Chapecó recebe, entre esta quarta-feira (11) e sexta-feira (13), o 10º Congresso das Secretarias Municipais de Saúde de Santa Catarina, que reúne gestores municipais, técnicos do Sistema Único de Saúde (SUS) e representantes de órgãos estaduais e federais. O encontro ocorre no Centro de Eventos de Chapecó e tem como foco a discussão de temas estratégicos para a organização da saúde pública nos municípios catarinenses.
Entre os principais assuntos da programação estão financiamento da saúde, regionalização dos serviços, vigilância sanitária, cobertura vacinal e ampliação do acesso a consultas com especialistas. O congresso também funciona como espaço de articulação entre diferentes níveis de governo e de compartilhamento de experiências de gestão no SUS.
Promovido pelo Conselho de Secretarias Municipais de Saúde de Santa Catarina (Cosems/SC), o evento reúne secretários municipais, gestores públicos, técnicos, pesquisadores e representantes de instituições envolvidas na formulação e execução de políticas públicas de saúde.

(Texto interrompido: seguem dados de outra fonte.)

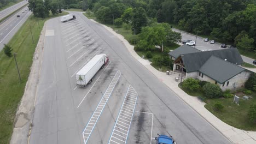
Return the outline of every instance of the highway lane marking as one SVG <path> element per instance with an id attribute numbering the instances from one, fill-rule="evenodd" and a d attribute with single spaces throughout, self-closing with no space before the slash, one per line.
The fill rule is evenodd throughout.
<path id="1" fill-rule="evenodd" d="M 18 22 L 18 23 L 17 23 L 17 25 L 16 25 L 16 26 L 5 35 L 5 37 L 4 37 L 4 38 L 3 38 L 3 39 L 1 40 L 1 41 L 0 41 L 0 44 L 4 40 L 4 39 L 6 38 L 6 37 L 7 37 L 7 36 L 8 36 L 8 35 L 13 31 L 13 29 L 14 29 L 14 28 L 16 28 L 16 27 L 17 27 L 17 26 L 20 24 L 20 23 L 23 20 L 23 19 L 26 17 L 26 16 L 27 16 L 27 15 L 28 15 L 30 13 L 27 13 L 27 14 L 25 15 L 25 16 L 24 16 L 22 19 L 21 20 L 20 20 L 20 22 Z"/>
<path id="2" fill-rule="evenodd" d="M 88 92 L 87 92 L 86 94 L 85 94 L 85 95 L 84 95 L 84 98 L 82 99 L 82 100 L 81 101 L 81 102 L 80 102 L 80 104 L 78 105 L 78 106 L 77 106 L 77 108 L 79 107 L 80 105 L 81 104 L 83 103 L 83 101 L 84 101 L 84 99 L 87 97 L 87 95 L 88 95 L 88 94 L 89 93 L 89 92 L 91 91 L 91 89 L 92 89 L 92 88 L 94 88 L 94 85 L 95 85 L 95 83 L 97 82 L 97 81 L 98 80 L 98 79 L 100 79 L 100 77 L 101 77 L 101 76 L 103 74 L 103 73 L 104 73 L 104 72 L 106 71 L 106 70 L 107 69 L 107 68 L 108 67 L 108 66 L 109 66 L 109 65 L 110 65 L 110 63 L 111 63 L 111 61 L 109 62 L 109 63 L 108 63 L 108 65 L 107 66 L 107 67 L 104 69 L 103 71 L 102 71 L 102 73 L 101 73 L 101 74 L 100 75 L 100 76 L 98 77 L 98 78 L 97 78 L 96 80 L 95 81 L 95 82 L 94 82 L 94 85 L 92 85 L 92 86 L 91 86 L 91 88 L 90 88 L 89 91 L 88 91 Z"/>
<path id="3" fill-rule="evenodd" d="M 126 143 L 138 93 L 130 85 L 108 141 L 109 144 Z"/>
<path id="4" fill-rule="evenodd" d="M 92 131 L 94 129 L 94 127 L 95 127 L 98 118 L 100 118 L 103 110 L 104 110 L 106 104 L 108 102 L 108 100 L 110 97 L 121 74 L 122 73 L 121 71 L 120 71 L 119 70 L 117 71 L 115 76 L 112 79 L 112 81 L 106 91 L 105 93 L 103 94 L 101 100 L 100 101 L 98 106 L 97 106 L 95 111 L 94 111 L 94 113 L 91 116 L 90 121 L 88 122 L 86 126 L 84 128 L 84 131 L 83 131 L 83 136 L 84 138 L 84 144 L 87 143 L 87 141 L 90 138 L 90 136 L 92 133 Z M 110 86 L 112 86 L 110 87 Z"/>
<path id="5" fill-rule="evenodd" d="M 92 48 L 94 48 L 95 46 L 97 45 L 97 44 L 96 44 L 94 46 L 92 46 Z M 100 50 L 98 50 L 96 52 L 96 53 L 97 53 L 100 50 L 101 50 L 101 49 L 100 49 Z M 85 52 L 84 54 L 83 54 L 83 55 L 82 55 L 81 56 L 80 56 L 78 59 L 77 59 L 77 60 L 75 60 L 75 61 L 74 61 L 72 64 L 71 64 L 71 65 L 69 65 L 69 67 L 71 67 L 71 66 L 72 66 L 75 63 L 76 63 L 78 60 L 80 59 L 80 58 L 81 58 L 81 57 L 82 57 L 84 55 L 86 54 L 88 52 L 89 52 L 89 51 Z"/>
<path id="6" fill-rule="evenodd" d="M 68 50 L 67 50 L 66 52 L 69 52 L 70 50 L 71 50 L 72 49 L 74 49 L 74 47 L 75 47 L 75 46 L 77 46 L 78 45 L 81 44 L 82 42 L 79 42 L 78 44 L 75 45 L 74 46 L 73 46 L 72 47 L 71 47 L 71 49 L 69 49 Z"/>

A programação inclui debates técnicos, mesas temáticas e oficinas de capacitação voltadas à gestão municipal. Entre os temas abordados estão o uso de sistemas de informação do SUS, legislação sanitária aplicada às unidades básicas de saúde e elaboração de projetos arquitetônicos para estabelecimentos públicos de saúde.
Também estão previstas reuniões institucionais e simpósios, como o encontro ampliado da Comissão Intergestores Bipartite (CIB), espaço onde Estado e municípios discutem e pactuam estratégias para a condução das políticas do SUS em Santa Catarina.
Outro eixo do congresso trata da regionalização da assistência e da cooperação entre os entes federativos. Os painéis devem discutir o funcionamento das redes de atenção à saúde, a política hospitalar estadual e estratégias para ampliar o acesso da população a consultas especializadas.
Entre os participantes confirmados estão representantes do Ministério da Saúde, da Secretaria de Estado da Saúde de Santa Catarina, do Fundo Nacional de Saúde e do Conselho Nacional de Secretarias Municipais de Saúde (Conasems). Especialistas nas áreas de vigilância epidemiológica, financiamento do SUS, planejamento em saúde e gestão interfederativa também participam das atividades.
A programação inclui ainda debates sobre políticas públicas específicas, como o enfrentamento da violência contra a mulher, a atenção à saúde indígena em Santa Catarina e o uso de ferramentas digitais para qualificar a atenção primária em municípios de pequeno porte.
Paralelamente ao congresso ocorre a 8ª Mostra Catarinense “Brasil, aqui tem SUS”, que apresenta experiências desenvolvidas por equipes municipais de saúde. Os trabalhos selecionados serão apresentados em formato oral ou por meio de banners durante o evento, com o objetivo de compartilhar práticas consideradas bem-sucedidas na gestão do sistema público.
A edição deste ano também conta com área de exposição institucional, espaço dedicado às práticas integrativas e complementares em saúde e atividades culturais voltadas aos participantes.
O credenciamento dos participantes está previsto para iniciar às 7h30. A abertura oficial do congresso ocorre à noite, após as atividades da mostra de experiências do SUS. O encerramento está programado para o dia 13 de março, com a premiação dos trabalhos apresentados e a assembleia final do evento.
O secretário de Saúde de Chapecó, João Lenz Neto, destacou a importância de o município sediar o congresso estadual. Segundo ele, o encontro fortalece o diálogo entre gestores e contribui para o aprimoramento das políticas públicas de saúde.
De acordo com o secretário, a rede municipal de saúde realizou cerca de 1,3 milhão de consultas médicas em 2025, o que demonstra a dimensão do atendimento prestado à população chapecoense.
Ele também citou iniciativas desenvolvidas pelo município, como o programa “Saúde em Movimento”, selecionado para apresentação no congresso do Conselho Nacional de Secretarias Municipais de Saúde, além da implantação de aparelhos de monitoramento contínuo de glicemia para crianças com diabetes atendidas na rede pública.
Segundo Lenz, eventos como o congresso reforçam o compromisso de Chapecó com a qualificação da gestão e com a busca por inovação e eficiência na saúde pública.